About Cecilia Manguerra Brainard

About the author: Cecilia Manguerra Brainard (born November 21, 1947). Filipino-American author and editor born in Cebu. From the time she was a young girl to the present time (2022), she has never stopped writing. From journal writing, she went on to become a writer and editor of over twenty books.

Her three novels: When the Rainbow Goddess Wept, Magdalena, and The Newspaper Widow are set (even partially) in her mythical setting called “Ubec” a place like her hometown of Cebu, Philippines. Her Selected Short Stories by Cecilia Manguerra Brainard includes 39 of her best stories, many of which had been collected in three other books.

She also wrote books on nonfiction and edited books such as Fiction by Filipinos in America and several volumes of Growing Up Filipino: Stories for Young Adults. Cecilia’s work has been translated into Finnish and Turkish.

She attended St. Theresa’s College in Cebu and San Marcelino, Manila, and she obtained her BA from Maryknoll College in Quezon City. She did graduate work at UCLA. She has taught at UCLA, USC, California State Summer School for the Arts (CSSSA), and the Writers’ Program at UCLA Extension.

As a former Executive Board Member of PEN USA West, she represented the writers’ group in international meetings in Barcelona and Santiago de Compostela. She served as an officer of literary arts groups such as Midnight Special Cultural Center, PAAWWW (Pacific Asian American Women Writers West), and the Arts & Letters Cal State University, LA. She co-founded PAWWA (Philippine American Women Writers and Artists).

Her official website is ceciliabrainard.com. She also maintains a blog at cbrainard.blogspot.com. She can be found in social media sites such as Facebook, Twitter, and Instagram.

About the diary: The author decided to keep a diary when she was fourteen years old. She had in fact been writing letters to her father who died when she was nine to “update him” of her life. Originally published in 2003 by Anvil Publishing, Inc. as Cecilia’s Diary 1962-67. The diary is reproduced here with the kind permission of the author, who kindly provided a digital copy to The Philippine Diary Project. All rights for this diary remain the possession of the author. Any requests for reprinting should be directed to the author. No part of this book may be reproduced or distributed in any form or by any means, or stored in a database or retrieval system, without prior written permission.

From the author’s own introduction to her published diary:

My diary begins in 1962, three years after my father’s death, three years after paradise ended. In 1962, I was in Manila with my mother and sister Ana or Nene as we called her. My oldest sister (Vicky) was married and living in Washington D.C. My brother (Junior) was doing graduate studies in Georgetown University in Washington D.C. I attended high school at St. Theresa’s College, San Marcelino. School and religion provided stability to my life that was dominated by a high-strung mother…

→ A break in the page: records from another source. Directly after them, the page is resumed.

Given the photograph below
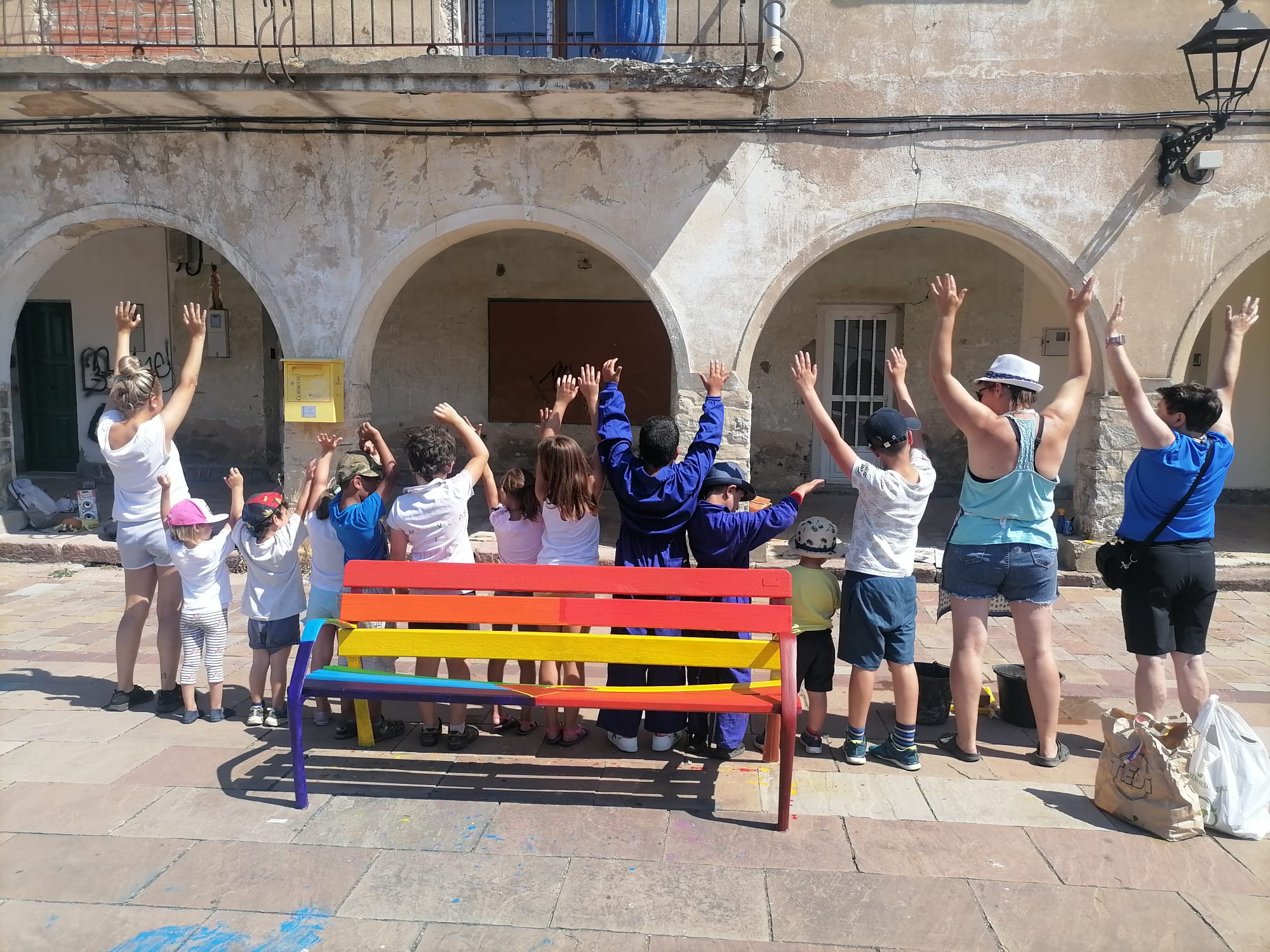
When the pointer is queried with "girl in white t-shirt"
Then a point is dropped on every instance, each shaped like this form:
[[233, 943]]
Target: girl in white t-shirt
[[518, 522], [205, 582], [568, 484]]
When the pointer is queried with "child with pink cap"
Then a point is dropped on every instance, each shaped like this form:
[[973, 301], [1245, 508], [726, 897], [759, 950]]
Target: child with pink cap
[[200, 558]]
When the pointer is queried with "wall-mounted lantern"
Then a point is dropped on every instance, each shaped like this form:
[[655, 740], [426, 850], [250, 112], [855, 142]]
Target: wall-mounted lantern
[[1224, 60]]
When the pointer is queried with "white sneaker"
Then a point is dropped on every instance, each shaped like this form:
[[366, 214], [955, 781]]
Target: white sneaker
[[666, 742], [628, 746]]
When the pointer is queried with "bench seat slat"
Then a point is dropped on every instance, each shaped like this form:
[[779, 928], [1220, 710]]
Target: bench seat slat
[[582, 612], [557, 647], [580, 579]]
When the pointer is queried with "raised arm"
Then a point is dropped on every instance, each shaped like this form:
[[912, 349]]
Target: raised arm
[[966, 412], [477, 450], [236, 483], [368, 432], [897, 369], [1238, 324], [805, 379], [176, 408], [1067, 404], [1153, 432]]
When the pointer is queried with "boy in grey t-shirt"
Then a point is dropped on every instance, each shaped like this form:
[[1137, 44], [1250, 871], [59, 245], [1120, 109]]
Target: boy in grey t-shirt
[[879, 592]]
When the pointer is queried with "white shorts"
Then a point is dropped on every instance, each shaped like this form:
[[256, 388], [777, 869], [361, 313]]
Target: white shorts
[[143, 544]]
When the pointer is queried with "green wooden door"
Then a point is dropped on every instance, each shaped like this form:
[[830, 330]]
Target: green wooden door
[[46, 381]]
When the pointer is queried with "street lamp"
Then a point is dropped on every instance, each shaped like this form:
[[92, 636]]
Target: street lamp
[[1224, 60]]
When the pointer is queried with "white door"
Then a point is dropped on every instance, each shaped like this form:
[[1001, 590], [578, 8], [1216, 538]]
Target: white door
[[852, 352]]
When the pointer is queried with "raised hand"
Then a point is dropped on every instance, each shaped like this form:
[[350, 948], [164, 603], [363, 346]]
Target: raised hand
[[195, 319], [1239, 323], [947, 296], [716, 380], [126, 319], [1079, 301], [805, 373]]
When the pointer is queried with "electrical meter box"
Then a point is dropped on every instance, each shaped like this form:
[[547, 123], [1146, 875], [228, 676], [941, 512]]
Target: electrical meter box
[[313, 392]]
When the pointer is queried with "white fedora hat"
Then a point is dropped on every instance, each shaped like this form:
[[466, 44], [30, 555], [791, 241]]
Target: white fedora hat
[[1014, 371]]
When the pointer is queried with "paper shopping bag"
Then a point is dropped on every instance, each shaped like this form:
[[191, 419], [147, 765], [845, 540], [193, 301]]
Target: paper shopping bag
[[1144, 775]]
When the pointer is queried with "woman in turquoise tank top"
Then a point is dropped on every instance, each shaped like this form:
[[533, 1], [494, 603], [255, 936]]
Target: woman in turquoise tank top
[[1004, 541]]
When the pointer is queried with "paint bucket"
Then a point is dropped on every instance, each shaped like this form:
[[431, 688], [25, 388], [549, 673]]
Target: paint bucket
[[934, 692]]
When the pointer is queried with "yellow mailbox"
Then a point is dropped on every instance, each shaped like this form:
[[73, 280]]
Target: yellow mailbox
[[313, 392]]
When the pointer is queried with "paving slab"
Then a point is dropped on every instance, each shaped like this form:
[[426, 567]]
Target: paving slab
[[76, 762], [286, 878], [511, 939], [1141, 861], [72, 808], [387, 823], [58, 927], [901, 912], [59, 868], [303, 930], [629, 896], [1042, 918], [1013, 804], [605, 832], [459, 888], [750, 841], [199, 813], [953, 850]]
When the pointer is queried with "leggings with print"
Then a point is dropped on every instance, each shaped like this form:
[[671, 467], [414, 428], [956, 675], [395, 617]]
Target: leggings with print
[[204, 635]]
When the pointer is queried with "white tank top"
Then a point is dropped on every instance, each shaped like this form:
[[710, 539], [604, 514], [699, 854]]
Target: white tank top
[[570, 543]]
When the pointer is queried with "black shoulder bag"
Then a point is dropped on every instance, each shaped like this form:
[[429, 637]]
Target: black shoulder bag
[[1114, 558]]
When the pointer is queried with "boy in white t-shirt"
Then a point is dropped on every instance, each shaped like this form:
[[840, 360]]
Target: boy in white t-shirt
[[879, 592], [429, 524]]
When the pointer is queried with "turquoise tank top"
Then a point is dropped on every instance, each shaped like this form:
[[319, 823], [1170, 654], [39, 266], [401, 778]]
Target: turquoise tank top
[[1015, 510]]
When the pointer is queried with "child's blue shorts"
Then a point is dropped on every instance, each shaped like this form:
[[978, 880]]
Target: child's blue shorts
[[879, 620]]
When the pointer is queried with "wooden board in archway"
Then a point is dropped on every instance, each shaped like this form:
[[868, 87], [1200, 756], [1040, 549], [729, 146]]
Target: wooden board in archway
[[531, 343]]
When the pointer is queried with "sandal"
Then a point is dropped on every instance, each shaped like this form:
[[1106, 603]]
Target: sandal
[[1064, 753], [578, 736], [948, 744]]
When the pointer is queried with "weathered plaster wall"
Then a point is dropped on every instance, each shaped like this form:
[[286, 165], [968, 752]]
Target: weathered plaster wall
[[892, 268]]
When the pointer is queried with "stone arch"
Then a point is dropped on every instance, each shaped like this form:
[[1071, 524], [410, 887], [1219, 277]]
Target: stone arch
[[387, 280], [1037, 253]]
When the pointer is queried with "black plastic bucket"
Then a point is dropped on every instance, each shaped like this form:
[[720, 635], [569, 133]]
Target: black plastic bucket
[[934, 692]]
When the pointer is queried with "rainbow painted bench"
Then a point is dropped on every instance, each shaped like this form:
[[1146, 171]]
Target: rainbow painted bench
[[639, 601]]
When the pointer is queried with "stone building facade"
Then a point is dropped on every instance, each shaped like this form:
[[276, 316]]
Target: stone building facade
[[383, 247]]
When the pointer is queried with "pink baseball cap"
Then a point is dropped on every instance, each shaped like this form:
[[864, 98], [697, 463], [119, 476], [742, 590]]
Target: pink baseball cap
[[194, 512]]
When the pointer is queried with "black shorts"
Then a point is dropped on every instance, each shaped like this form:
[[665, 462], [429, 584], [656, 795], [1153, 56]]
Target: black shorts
[[816, 661], [1168, 598]]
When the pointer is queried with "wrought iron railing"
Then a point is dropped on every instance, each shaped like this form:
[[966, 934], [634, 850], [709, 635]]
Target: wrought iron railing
[[653, 31]]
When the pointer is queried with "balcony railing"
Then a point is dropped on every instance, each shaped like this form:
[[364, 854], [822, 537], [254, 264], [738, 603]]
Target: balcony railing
[[652, 31]]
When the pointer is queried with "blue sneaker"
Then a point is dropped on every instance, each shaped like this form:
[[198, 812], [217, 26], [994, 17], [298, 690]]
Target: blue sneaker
[[854, 751], [904, 758]]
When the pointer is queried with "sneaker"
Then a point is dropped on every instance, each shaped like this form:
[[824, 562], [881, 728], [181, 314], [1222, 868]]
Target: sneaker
[[628, 746], [666, 742], [854, 751], [126, 700], [904, 758]]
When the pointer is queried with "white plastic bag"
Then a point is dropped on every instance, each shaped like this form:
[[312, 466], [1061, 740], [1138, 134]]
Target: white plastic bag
[[1231, 771]]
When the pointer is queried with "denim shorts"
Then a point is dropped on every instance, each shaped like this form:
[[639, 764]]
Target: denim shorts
[[1018, 573], [879, 620]]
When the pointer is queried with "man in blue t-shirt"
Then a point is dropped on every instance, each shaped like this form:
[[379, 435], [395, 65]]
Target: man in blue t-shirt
[[366, 479], [1169, 592]]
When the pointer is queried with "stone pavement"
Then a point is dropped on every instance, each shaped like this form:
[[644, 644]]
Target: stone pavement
[[137, 833]]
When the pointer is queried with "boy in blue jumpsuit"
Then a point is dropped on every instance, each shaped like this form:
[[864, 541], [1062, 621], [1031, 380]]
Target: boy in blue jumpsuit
[[656, 497], [723, 539]]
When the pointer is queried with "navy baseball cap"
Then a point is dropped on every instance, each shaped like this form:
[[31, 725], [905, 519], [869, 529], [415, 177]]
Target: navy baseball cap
[[890, 427]]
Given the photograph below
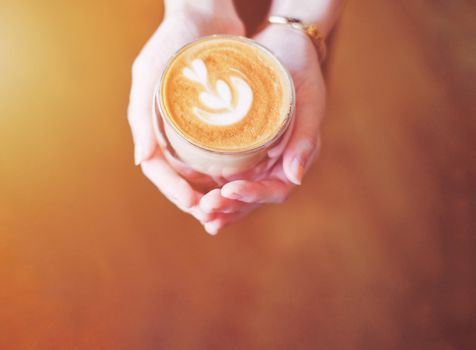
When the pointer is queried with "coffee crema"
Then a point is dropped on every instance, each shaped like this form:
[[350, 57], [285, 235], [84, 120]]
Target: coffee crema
[[226, 94]]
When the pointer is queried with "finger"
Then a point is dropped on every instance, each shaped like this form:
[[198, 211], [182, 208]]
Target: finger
[[140, 112], [175, 188], [304, 139], [223, 220], [266, 191], [198, 214], [214, 202]]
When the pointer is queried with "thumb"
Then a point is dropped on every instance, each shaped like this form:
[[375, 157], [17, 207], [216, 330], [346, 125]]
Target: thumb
[[304, 141]]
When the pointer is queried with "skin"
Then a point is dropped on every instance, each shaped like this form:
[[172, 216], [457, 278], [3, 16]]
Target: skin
[[233, 200]]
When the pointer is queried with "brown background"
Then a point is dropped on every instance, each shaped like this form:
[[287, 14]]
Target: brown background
[[375, 251]]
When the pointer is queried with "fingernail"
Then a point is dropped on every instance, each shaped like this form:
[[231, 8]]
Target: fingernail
[[232, 195], [298, 170], [299, 163], [139, 152], [211, 228]]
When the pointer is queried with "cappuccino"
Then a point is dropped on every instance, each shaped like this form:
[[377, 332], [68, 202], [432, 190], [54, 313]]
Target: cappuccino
[[224, 101]]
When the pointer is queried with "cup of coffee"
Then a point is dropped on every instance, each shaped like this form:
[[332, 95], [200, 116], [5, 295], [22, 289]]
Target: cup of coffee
[[224, 101]]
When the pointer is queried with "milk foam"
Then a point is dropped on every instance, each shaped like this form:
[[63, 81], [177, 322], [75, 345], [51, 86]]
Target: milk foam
[[220, 99]]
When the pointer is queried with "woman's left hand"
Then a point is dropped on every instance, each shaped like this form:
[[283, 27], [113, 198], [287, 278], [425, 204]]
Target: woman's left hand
[[238, 198]]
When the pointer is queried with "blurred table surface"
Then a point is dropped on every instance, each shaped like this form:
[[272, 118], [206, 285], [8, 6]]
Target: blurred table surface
[[376, 250]]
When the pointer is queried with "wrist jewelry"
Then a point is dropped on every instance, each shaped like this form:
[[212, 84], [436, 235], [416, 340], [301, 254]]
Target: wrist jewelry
[[311, 30]]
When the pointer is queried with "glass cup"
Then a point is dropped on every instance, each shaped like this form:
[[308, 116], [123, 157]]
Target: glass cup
[[214, 162]]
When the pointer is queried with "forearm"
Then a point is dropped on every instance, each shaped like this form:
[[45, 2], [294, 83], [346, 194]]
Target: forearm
[[205, 6], [322, 13]]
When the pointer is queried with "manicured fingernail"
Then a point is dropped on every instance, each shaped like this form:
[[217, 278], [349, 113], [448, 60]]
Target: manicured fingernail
[[138, 153], [298, 170], [299, 163], [211, 228]]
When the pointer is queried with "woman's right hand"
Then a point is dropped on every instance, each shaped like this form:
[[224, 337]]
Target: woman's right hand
[[184, 22]]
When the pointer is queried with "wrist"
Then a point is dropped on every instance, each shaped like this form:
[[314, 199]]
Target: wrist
[[322, 13], [206, 7]]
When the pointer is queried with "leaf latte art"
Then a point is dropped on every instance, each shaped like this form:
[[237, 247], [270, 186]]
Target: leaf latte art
[[226, 94], [219, 100]]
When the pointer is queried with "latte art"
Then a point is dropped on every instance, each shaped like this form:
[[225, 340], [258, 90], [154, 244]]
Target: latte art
[[226, 94], [218, 100]]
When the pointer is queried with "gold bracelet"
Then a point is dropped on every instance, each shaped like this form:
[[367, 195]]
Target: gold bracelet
[[311, 30]]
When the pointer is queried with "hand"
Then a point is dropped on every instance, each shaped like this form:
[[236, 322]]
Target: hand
[[181, 25], [297, 53]]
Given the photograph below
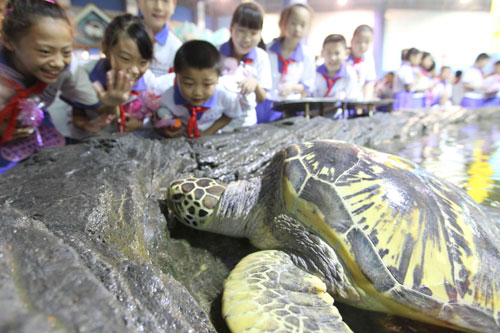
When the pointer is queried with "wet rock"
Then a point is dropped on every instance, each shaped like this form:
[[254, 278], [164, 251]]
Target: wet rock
[[85, 239]]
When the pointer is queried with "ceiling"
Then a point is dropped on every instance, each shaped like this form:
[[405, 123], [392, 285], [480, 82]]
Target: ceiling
[[226, 7]]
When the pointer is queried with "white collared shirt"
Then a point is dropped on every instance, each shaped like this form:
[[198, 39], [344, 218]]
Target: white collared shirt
[[227, 103]]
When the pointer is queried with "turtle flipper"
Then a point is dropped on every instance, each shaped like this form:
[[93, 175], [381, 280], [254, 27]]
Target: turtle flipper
[[267, 292]]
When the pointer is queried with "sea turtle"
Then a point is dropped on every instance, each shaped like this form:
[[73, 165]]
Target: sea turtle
[[339, 221]]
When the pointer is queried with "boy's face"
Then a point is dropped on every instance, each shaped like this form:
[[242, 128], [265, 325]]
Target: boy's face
[[334, 54], [297, 25], [244, 39], [156, 12], [44, 51], [125, 56], [445, 73], [197, 85], [360, 43]]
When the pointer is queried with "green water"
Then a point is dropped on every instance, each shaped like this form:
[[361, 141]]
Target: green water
[[467, 156]]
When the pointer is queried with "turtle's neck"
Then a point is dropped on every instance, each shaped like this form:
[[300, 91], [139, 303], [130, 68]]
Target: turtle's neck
[[236, 211]]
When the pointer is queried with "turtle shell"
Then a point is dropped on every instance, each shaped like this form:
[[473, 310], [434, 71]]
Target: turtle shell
[[406, 237]]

 Cecilia’s Diary: 1962-1969 is not a work of fiction; it does not have plot or the other fictional elements in story. It reflects, however, a real girl’s life, teeming with conflicts, fears, dreams, hopes. Many of the entries were for self-expression because the fact was that I was most prolific in my diary-writing when I was unhappy. When I was happy, I was too busy doing whatever it was that made me joyful and had little time to write. It was very soothing to write pages and pages when I was hurting. Despite this lopsided view then of the young girl that I was, the concerns I tackled were universal ones — family, friends, school, love issues that teenagers now continue to deal with. I share this time of my life with young people and others to offer them solace that they are not alone in their confusion and suffering. I also suggest keeping a diary as their life’s companion. Through all these years, my diary or journal has been a steadfast non-judgmental friend and companion, a window to as well as mirror of my soul.

In preparing this book I set guidelines as to what to include or leave out. I’ve included the entries that I felt are historically or personally important, that are interesting, and that express my young writing voice. To avoid offending anyone, I’ve changed some names. I have also made minor grammatical corrections, but in general have tried to keep the voice of the entries intact.